DOWNIEVILLE, Calif. — A woman found dead last year in a mountain community was the victim of the first documented fatal black bear attack on a human in California, authorities said.

The death occurred in Downieville, a tiny town in the Sierra Nevada, two hours northeast of the state capital, Sacramento TV station KCRA reported Wednesday.

On Nov. 8, Sierra County sheriff’s deputies checking on the welfare of a resident who hadn’t been seen for a few days found a broken door and bear scat on the porch, Sheriff Mike Fisher told the station. Inside were the remains of Patrice Miller, 71.

“It appeared that the bear had probably been there several days and had been feeding on the remains,” Fisher said.

It was initially believed that Miller died before the arrival of the bear and that it may have been drawn by the scent.

Meanwhile, there were many reports from concerned citizens about a bear repeatedly returning to the house. A state depredation permit was issued and a bear was trapped on the property and euthanized, according to Fisher.

Then came the findings of Miller’s autopsy, which were first reported by The Mountain Messenger, a local weekly newspaper.

“Patrice had passed away due to a bear mauling or a swipe and a bite to the neck area,” Fisher said.

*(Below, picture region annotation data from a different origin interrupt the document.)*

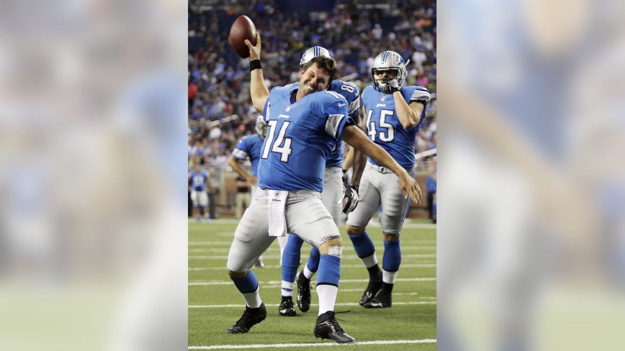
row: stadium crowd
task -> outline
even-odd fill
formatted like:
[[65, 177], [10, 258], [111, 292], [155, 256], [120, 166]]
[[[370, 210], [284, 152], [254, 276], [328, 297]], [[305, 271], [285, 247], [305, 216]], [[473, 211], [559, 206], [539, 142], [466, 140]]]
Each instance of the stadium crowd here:
[[[253, 12], [231, 7], [189, 11], [189, 164], [225, 166], [237, 141], [255, 132], [257, 112], [249, 97], [249, 59], [228, 43], [229, 27], [241, 14], [262, 36], [263, 70], [271, 89], [297, 81], [302, 53], [323, 46], [333, 53], [338, 75], [362, 91], [371, 84], [375, 56], [385, 50], [410, 59], [406, 85], [436, 92], [436, 2], [400, 2], [389, 10], [339, 5], [332, 12], [284, 13], [258, 2]], [[428, 106], [415, 150], [436, 147], [436, 101]]]

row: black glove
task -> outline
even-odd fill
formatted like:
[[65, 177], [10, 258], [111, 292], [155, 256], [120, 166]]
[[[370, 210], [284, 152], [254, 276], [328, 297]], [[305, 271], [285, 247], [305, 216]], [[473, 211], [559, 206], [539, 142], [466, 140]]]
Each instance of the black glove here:
[[343, 195], [343, 213], [348, 214], [354, 210], [358, 204], [358, 189], [349, 185], [345, 189]]

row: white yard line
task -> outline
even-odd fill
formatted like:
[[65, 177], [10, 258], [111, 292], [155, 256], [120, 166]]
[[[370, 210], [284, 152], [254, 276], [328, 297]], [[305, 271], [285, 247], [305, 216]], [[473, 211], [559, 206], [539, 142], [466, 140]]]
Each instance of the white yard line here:
[[[393, 305], [436, 305], [436, 301], [411, 301], [409, 302], [393, 302]], [[277, 307], [279, 304], [265, 304], [266, 307]], [[318, 306], [318, 304], [311, 304], [311, 306]], [[359, 306], [358, 302], [342, 302], [334, 304], [335, 306]], [[238, 307], [242, 309], [245, 305], [189, 305], [189, 309], [219, 309], [225, 307]]]
[[349, 345], [388, 345], [394, 344], [434, 344], [435, 339], [421, 340], [381, 340], [376, 341], [361, 341], [353, 344], [342, 344], [336, 342], [316, 342], [309, 344], [256, 344], [252, 345], [214, 345], [212, 346], [189, 346], [189, 350], [224, 350], [236, 349], [266, 349], [269, 347], [314, 347], [318, 346], [342, 346]]
[[[398, 278], [397, 282], [431, 282], [436, 280], [436, 277], [431, 278]], [[341, 284], [343, 283], [368, 283], [369, 279], [342, 279]], [[259, 282], [261, 284], [280, 284], [280, 280], [269, 280], [268, 282]], [[191, 282], [189, 285], [227, 285], [233, 284], [232, 280], [214, 280], [211, 282]], [[316, 280], [311, 280], [311, 284], [316, 284]], [[262, 285], [261, 286], [262, 286]]]

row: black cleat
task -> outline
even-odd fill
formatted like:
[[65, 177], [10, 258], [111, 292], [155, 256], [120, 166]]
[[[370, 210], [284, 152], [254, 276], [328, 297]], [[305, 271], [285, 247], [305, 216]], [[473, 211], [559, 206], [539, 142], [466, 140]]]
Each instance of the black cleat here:
[[226, 332], [229, 334], [247, 333], [250, 328], [262, 322], [266, 318], [267, 318], [267, 309], [265, 308], [264, 304], [261, 304], [260, 307], [257, 309], [251, 309], [246, 306], [243, 315], [236, 321], [236, 324], [226, 330]]
[[327, 339], [339, 344], [354, 342], [356, 339], [345, 334], [334, 318], [334, 311], [328, 311], [317, 317], [314, 326], [315, 337]]
[[311, 280], [304, 276], [304, 270], [300, 270], [295, 281], [298, 282], [298, 307], [305, 312], [311, 308]]
[[378, 276], [375, 278], [369, 277], [369, 285], [367, 285], [367, 290], [364, 290], [364, 294], [360, 298], [358, 304], [361, 306], [364, 306], [365, 304], [373, 299], [373, 297], [378, 294], [381, 289], [382, 289], [382, 272], [380, 272]]
[[380, 292], [371, 299], [371, 301], [364, 304], [366, 309], [385, 309], [390, 307], [392, 304], [390, 294]]
[[282, 296], [282, 302], [280, 303], [280, 307], [278, 307], [278, 312], [280, 312], [280, 315], [286, 315], [288, 317], [293, 317], [298, 314], [298, 312], [295, 312], [295, 309], [293, 308], [292, 297], [291, 296]]

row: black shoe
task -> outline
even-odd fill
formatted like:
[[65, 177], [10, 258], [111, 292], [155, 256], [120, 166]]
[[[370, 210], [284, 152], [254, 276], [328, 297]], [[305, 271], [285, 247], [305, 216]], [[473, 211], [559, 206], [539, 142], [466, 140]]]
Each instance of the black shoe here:
[[236, 321], [236, 324], [226, 330], [226, 332], [229, 334], [247, 333], [250, 328], [262, 322], [266, 318], [267, 318], [267, 309], [265, 308], [264, 304], [261, 304], [260, 307], [257, 309], [251, 309], [246, 306], [243, 315]]
[[298, 282], [298, 307], [305, 312], [311, 308], [311, 280], [304, 276], [303, 270], [300, 270], [295, 280]]
[[282, 302], [280, 303], [280, 307], [278, 307], [278, 310], [280, 312], [280, 315], [293, 317], [298, 314], [298, 312], [295, 312], [295, 309], [293, 308], [293, 298], [291, 296], [282, 297]]
[[[339, 312], [340, 313], [340, 312]], [[345, 334], [334, 319], [334, 311], [328, 311], [317, 317], [314, 326], [315, 337], [334, 340], [339, 344], [354, 342], [356, 339]]]
[[365, 304], [369, 302], [373, 299], [373, 297], [378, 294], [378, 292], [382, 289], [382, 272], [376, 277], [369, 277], [369, 285], [367, 285], [367, 290], [364, 290], [364, 294], [360, 298], [358, 304], [361, 306], [364, 306]]
[[385, 309], [390, 307], [392, 305], [392, 299], [390, 294], [380, 292], [371, 299], [371, 301], [364, 304], [366, 309]]

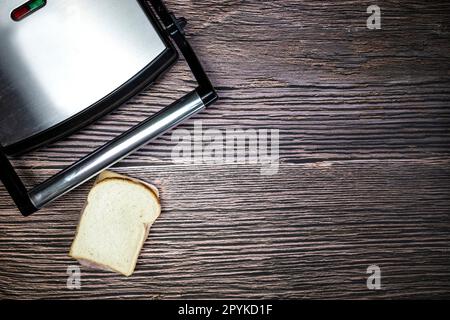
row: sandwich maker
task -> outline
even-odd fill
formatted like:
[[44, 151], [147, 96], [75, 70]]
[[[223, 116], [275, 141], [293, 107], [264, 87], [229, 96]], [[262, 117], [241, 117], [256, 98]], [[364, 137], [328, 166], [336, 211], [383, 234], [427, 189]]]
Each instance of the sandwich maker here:
[[[161, 0], [0, 1], [0, 179], [24, 215], [217, 100]], [[196, 89], [27, 190], [9, 155], [62, 138], [123, 104], [185, 57]]]

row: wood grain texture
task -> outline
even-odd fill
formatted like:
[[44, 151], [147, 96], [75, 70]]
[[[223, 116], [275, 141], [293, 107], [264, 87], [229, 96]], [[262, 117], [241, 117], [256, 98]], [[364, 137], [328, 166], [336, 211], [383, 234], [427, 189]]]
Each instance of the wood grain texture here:
[[[450, 298], [450, 3], [377, 1], [377, 31], [370, 1], [167, 3], [221, 96], [196, 119], [279, 129], [279, 174], [175, 165], [170, 134], [149, 144], [115, 169], [161, 189], [136, 273], [83, 268], [80, 291], [67, 253], [89, 184], [28, 219], [0, 187], [0, 298]], [[178, 64], [14, 164], [42, 181], [193, 85]]]

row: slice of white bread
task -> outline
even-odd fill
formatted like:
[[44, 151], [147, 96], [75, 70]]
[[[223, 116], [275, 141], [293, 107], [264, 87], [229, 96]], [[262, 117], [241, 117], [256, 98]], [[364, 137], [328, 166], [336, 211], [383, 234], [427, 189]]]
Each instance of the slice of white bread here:
[[89, 192], [70, 256], [130, 276], [160, 213], [156, 187], [105, 171]]

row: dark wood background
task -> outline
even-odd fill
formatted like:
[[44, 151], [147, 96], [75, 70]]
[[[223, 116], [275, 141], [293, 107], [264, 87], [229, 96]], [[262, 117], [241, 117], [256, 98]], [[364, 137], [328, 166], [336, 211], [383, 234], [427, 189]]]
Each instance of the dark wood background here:
[[[163, 212], [130, 278], [68, 257], [90, 184], [30, 218], [0, 187], [1, 298], [450, 298], [450, 3], [167, 1], [220, 102], [206, 128], [280, 130], [280, 169], [175, 165], [170, 134], [115, 168]], [[382, 9], [368, 30], [366, 8]], [[184, 63], [113, 114], [14, 159], [32, 185], [194, 85]], [[192, 130], [194, 120], [182, 125]], [[366, 269], [382, 290], [366, 288]]]

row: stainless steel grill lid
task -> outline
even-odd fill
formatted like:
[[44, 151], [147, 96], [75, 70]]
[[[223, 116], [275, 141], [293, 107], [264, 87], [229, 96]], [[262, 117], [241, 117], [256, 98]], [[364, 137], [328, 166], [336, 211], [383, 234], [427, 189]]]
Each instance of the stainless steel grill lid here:
[[75, 117], [154, 62], [167, 45], [138, 1], [56, 0], [20, 21], [0, 1], [0, 144]]
[[[30, 0], [25, 11], [22, 1], [0, 0], [0, 180], [24, 216], [218, 99], [184, 35], [186, 19], [162, 0]], [[34, 13], [24, 16], [27, 8]], [[68, 134], [125, 102], [176, 61], [173, 44], [195, 89], [46, 181], [25, 187], [8, 154]]]

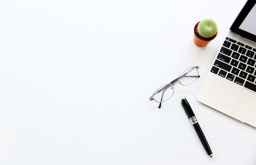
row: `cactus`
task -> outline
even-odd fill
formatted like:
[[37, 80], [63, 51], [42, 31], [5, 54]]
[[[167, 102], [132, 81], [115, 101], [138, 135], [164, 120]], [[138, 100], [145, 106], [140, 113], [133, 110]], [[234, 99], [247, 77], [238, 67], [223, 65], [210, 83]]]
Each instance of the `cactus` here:
[[197, 30], [202, 37], [209, 38], [217, 33], [218, 29], [214, 21], [210, 19], [206, 19], [199, 22]]

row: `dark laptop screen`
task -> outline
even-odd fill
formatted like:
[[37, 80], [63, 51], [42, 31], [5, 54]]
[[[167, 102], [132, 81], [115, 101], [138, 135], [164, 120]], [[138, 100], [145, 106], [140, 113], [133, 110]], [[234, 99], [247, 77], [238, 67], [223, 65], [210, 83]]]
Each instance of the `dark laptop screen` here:
[[256, 0], [249, 0], [230, 27], [243, 37], [256, 42]]

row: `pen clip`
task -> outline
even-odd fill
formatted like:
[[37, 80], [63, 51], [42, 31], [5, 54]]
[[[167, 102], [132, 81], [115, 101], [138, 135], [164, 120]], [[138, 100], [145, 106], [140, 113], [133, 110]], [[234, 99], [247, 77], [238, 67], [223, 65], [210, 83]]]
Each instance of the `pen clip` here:
[[[182, 98], [182, 99], [183, 99], [183, 98]], [[182, 107], [183, 107], [183, 109], [184, 109], [184, 111], [185, 111], [185, 112], [186, 113], [186, 116], [188, 117], [189, 117], [189, 114], [188, 114], [187, 112], [187, 111], [186, 110], [186, 109], [185, 109], [186, 108], [185, 108], [185, 107], [184, 107], [184, 105], [182, 103], [182, 101], [180, 101], [180, 103], [181, 103], [181, 105], [182, 106]]]

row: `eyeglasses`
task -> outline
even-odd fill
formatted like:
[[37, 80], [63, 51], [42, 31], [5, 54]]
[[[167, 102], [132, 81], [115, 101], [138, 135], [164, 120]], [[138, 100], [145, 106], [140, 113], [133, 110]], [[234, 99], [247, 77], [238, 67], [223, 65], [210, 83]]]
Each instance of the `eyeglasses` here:
[[180, 84], [184, 86], [187, 86], [193, 83], [198, 77], [200, 77], [198, 75], [199, 68], [198, 66], [194, 66], [185, 70], [178, 78], [156, 90], [149, 98], [149, 100], [154, 100], [156, 102], [159, 103], [158, 108], [160, 108], [162, 103], [168, 100], [173, 95], [174, 88], [173, 85], [177, 81], [179, 81]]

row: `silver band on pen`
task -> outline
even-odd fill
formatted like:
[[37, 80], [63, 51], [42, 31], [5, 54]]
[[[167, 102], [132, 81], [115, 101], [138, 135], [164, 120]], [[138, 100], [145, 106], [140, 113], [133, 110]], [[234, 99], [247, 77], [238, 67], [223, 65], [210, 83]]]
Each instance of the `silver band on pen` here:
[[192, 124], [195, 124], [196, 123], [198, 123], [198, 120], [196, 119], [195, 116], [191, 117], [189, 118], [189, 120], [190, 120], [190, 121], [191, 121], [191, 123]]

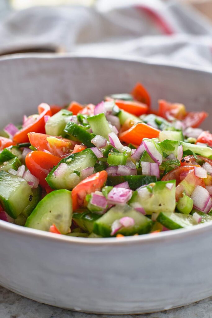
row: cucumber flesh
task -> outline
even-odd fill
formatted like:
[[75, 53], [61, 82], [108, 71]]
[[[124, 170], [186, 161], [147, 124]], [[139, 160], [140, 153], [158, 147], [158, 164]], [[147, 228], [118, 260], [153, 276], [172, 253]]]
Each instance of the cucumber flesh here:
[[17, 171], [18, 167], [21, 165], [20, 161], [17, 157], [15, 157], [8, 161], [5, 161], [2, 164], [0, 164], [0, 170], [3, 170], [8, 172], [10, 169], [13, 169]]
[[38, 203], [25, 224], [31, 227], [49, 231], [55, 224], [62, 234], [70, 232], [72, 217], [71, 192], [63, 189], [52, 191]]
[[63, 130], [71, 119], [72, 113], [67, 109], [61, 109], [50, 117], [46, 123], [46, 134], [52, 136], [64, 136]]
[[[96, 156], [89, 148], [71, 155], [62, 159], [53, 168], [46, 177], [46, 180], [52, 189], [71, 190], [82, 180], [74, 173], [74, 171], [80, 172], [88, 167], [94, 167], [97, 159]], [[56, 175], [55, 171], [62, 163], [67, 164], [67, 168], [59, 175]]]
[[93, 227], [94, 233], [103, 237], [109, 237], [111, 236], [113, 223], [124, 217], [132, 218], [135, 221], [134, 225], [120, 229], [114, 236], [118, 233], [125, 236], [145, 234], [151, 231], [153, 225], [152, 220], [126, 205], [124, 206], [116, 205], [113, 207], [96, 221]]
[[77, 211], [73, 213], [73, 220], [81, 229], [85, 232], [91, 233], [93, 232], [93, 225], [95, 221], [101, 216], [96, 213], [92, 213], [88, 210], [85, 212], [79, 213]]
[[[148, 187], [144, 187], [134, 192], [129, 204], [133, 206], [135, 204], [139, 204], [147, 214], [174, 212], [176, 204], [175, 182], [175, 180], [159, 181], [151, 187], [151, 189], [148, 189]], [[168, 183], [173, 185], [171, 190], [166, 186]]]
[[24, 179], [0, 171], [0, 201], [11, 218], [16, 218], [21, 214], [32, 194], [31, 188]]

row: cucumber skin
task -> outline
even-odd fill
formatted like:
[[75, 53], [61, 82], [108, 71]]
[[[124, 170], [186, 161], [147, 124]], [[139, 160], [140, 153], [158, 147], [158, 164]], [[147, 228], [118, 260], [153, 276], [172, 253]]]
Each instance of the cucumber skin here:
[[[47, 183], [49, 186], [51, 187], [52, 189], [56, 189], [56, 188], [55, 188], [55, 185], [54, 184], [54, 183], [52, 183], [51, 179], [53, 179], [54, 180], [54, 178], [53, 176], [52, 175], [54, 173], [54, 171], [55, 171], [56, 169], [58, 168], [59, 166], [60, 165], [61, 163], [67, 163], [68, 165], [69, 165], [69, 162], [68, 161], [67, 162], [67, 160], [69, 159], [71, 159], [72, 161], [70, 162], [70, 163], [72, 162], [76, 158], [77, 158], [78, 156], [83, 156], [87, 154], [88, 153], [90, 153], [93, 157], [93, 159], [95, 160], [95, 163], [96, 162], [96, 161], [97, 160], [97, 158], [96, 156], [94, 155], [93, 152], [91, 150], [90, 148], [87, 148], [86, 149], [85, 149], [84, 150], [82, 150], [80, 152], [77, 152], [75, 154], [73, 154], [72, 155], [71, 155], [70, 156], [68, 157], [66, 157], [65, 158], [64, 158], [63, 159], [62, 159], [55, 166], [53, 169], [50, 171], [50, 172], [48, 175], [46, 177], [46, 180], [47, 182]], [[94, 167], [94, 164], [93, 165], [93, 166]], [[73, 170], [75, 170], [75, 169], [73, 169]]]
[[128, 182], [130, 188], [134, 190], [144, 184], [157, 182], [157, 179], [155, 176], [109, 176], [107, 185], [114, 186], [126, 181]]
[[[68, 203], [70, 205], [70, 211], [65, 211], [69, 214], [68, 222], [67, 220], [66, 222], [65, 222], [64, 220], [61, 219], [61, 217], [58, 218], [58, 215], [56, 215], [54, 219], [55, 212], [54, 209], [55, 207], [55, 204], [54, 204], [54, 203], [56, 196], [57, 199], [56, 203], [56, 212], [58, 211], [57, 204], [60, 204], [60, 207], [61, 208], [64, 201], [64, 197], [66, 197], [65, 198], [65, 203]], [[67, 201], [68, 198], [69, 200], [69, 202]], [[51, 210], [49, 211], [50, 209]], [[61, 213], [64, 212], [64, 209], [63, 209]], [[39, 202], [27, 218], [25, 226], [26, 227], [48, 231], [50, 226], [54, 224], [62, 234], [67, 234], [70, 232], [70, 228], [72, 224], [72, 200], [71, 192], [65, 189], [57, 190], [48, 193]], [[51, 218], [52, 218], [52, 219], [51, 219]], [[45, 220], [47, 221], [45, 223]]]

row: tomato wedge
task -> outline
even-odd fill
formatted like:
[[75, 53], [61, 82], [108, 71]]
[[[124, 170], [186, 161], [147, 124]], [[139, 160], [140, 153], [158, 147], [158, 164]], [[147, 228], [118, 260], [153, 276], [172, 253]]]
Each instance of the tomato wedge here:
[[173, 117], [181, 120], [186, 114], [185, 106], [182, 104], [169, 103], [164, 100], [158, 101], [158, 114], [166, 119]]
[[147, 90], [140, 83], [137, 83], [131, 94], [136, 100], [144, 103], [147, 106], [150, 106], [151, 101], [150, 96]]
[[15, 146], [16, 144], [16, 143], [11, 139], [0, 136], [0, 150], [3, 150], [10, 146]]
[[76, 144], [69, 139], [39, 133], [29, 133], [28, 136], [31, 145], [38, 150], [47, 150], [61, 158], [70, 154]]
[[120, 140], [127, 143], [140, 145], [143, 138], [156, 138], [160, 131], [143, 122], [139, 122], [119, 134]]
[[26, 155], [25, 163], [31, 173], [39, 179], [40, 185], [45, 188], [49, 186], [45, 178], [60, 160], [51, 154], [36, 151], [31, 151]]
[[46, 115], [51, 115], [50, 106], [47, 104], [42, 103], [38, 106], [38, 110], [39, 115], [37, 119], [31, 124], [24, 127], [17, 133], [13, 136], [14, 142], [18, 143], [28, 142], [28, 134], [32, 132], [45, 133], [44, 116]]
[[69, 104], [67, 109], [69, 111], [72, 112], [73, 115], [77, 115], [79, 112], [83, 109], [83, 107], [81, 104], [73, 100]]
[[207, 143], [210, 147], [212, 147], [212, 134], [208, 131], [203, 131], [196, 140], [197, 142]]
[[207, 118], [208, 114], [205, 112], [191, 112], [188, 113], [182, 121], [186, 127], [198, 127]]
[[85, 200], [87, 194], [101, 190], [107, 177], [107, 172], [103, 170], [89, 176], [78, 183], [72, 192], [73, 211], [85, 204]]

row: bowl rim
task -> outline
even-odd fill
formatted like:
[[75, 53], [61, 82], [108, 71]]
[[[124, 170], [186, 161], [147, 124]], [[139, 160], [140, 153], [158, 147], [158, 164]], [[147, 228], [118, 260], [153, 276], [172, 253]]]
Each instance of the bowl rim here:
[[[0, 56], [0, 63], [8, 60], [15, 60], [29, 59], [104, 59], [108, 60], [121, 61], [122, 62], [137, 62], [149, 65], [155, 65], [165, 67], [168, 67], [175, 69], [182, 69], [195, 72], [210, 74], [212, 75], [212, 67], [202, 67], [198, 66], [188, 65], [179, 63], [171, 63], [168, 61], [165, 63], [159, 60], [153, 60], [151, 59], [141, 58], [135, 56], [123, 55], [121, 57], [107, 55], [106, 56], [99, 55], [85, 55], [84, 54], [76, 54], [72, 53], [18, 53], [10, 54]], [[174, 230], [170, 230], [164, 232], [154, 233], [148, 233], [132, 236], [126, 236], [120, 238], [80, 238], [69, 236], [67, 235], [60, 235], [50, 232], [42, 231], [30, 228], [25, 227], [12, 223], [0, 220], [0, 230], [6, 230], [9, 232], [15, 233], [18, 234], [27, 234], [31, 237], [37, 238], [45, 238], [47, 239], [56, 240], [58, 242], [67, 242], [68, 244], [83, 244], [86, 245], [105, 245], [113, 244], [120, 246], [135, 243], [139, 244], [148, 244], [152, 241], [159, 243], [161, 241], [172, 239], [175, 240], [177, 239], [181, 239], [183, 236], [186, 238], [187, 236], [192, 235], [201, 235], [206, 232], [210, 232], [212, 229], [212, 222], [198, 224], [195, 226]]]

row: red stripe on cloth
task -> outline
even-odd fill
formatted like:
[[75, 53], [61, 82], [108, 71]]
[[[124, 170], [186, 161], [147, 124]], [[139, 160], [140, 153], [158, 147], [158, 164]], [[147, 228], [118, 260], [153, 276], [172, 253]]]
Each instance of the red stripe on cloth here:
[[171, 27], [168, 24], [166, 21], [157, 12], [151, 8], [145, 6], [139, 5], [136, 6], [136, 8], [147, 14], [152, 20], [154, 20], [155, 23], [158, 25], [165, 34], [170, 35], [175, 33], [174, 31]]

The state Department of Fish and Wildlife confirmed that it was the first record of a deadly black bear attack on a human in the state.

“It’s a big deal,” said Steve Gonzalez, a department spokesperson. “That doesn’t happen in California. Normally a bear is going to stay away from you, a bear that hasn’t been normalized to human behavior.”

Investigators learned from Miller’s daughter that her mother had a constant problem with bears trying to get into her home, and that she had physically hit one.

Another bear then became a problem in Downieville and was euthanized after trying to break into a school gym, resulting in a significant decrease in bear activity, the sheriff said.

DNA tests confirmed that the first bear euthanized was responsible for killing Miller.

Bears breaking into homes or trash cans in search of food have become a problem in California — from Lake Tahoe in the Sierra down to the foothill suburbs of Los Angeles, where some have been known to raid refrigerators and take dips in backyard pools and hot tubs.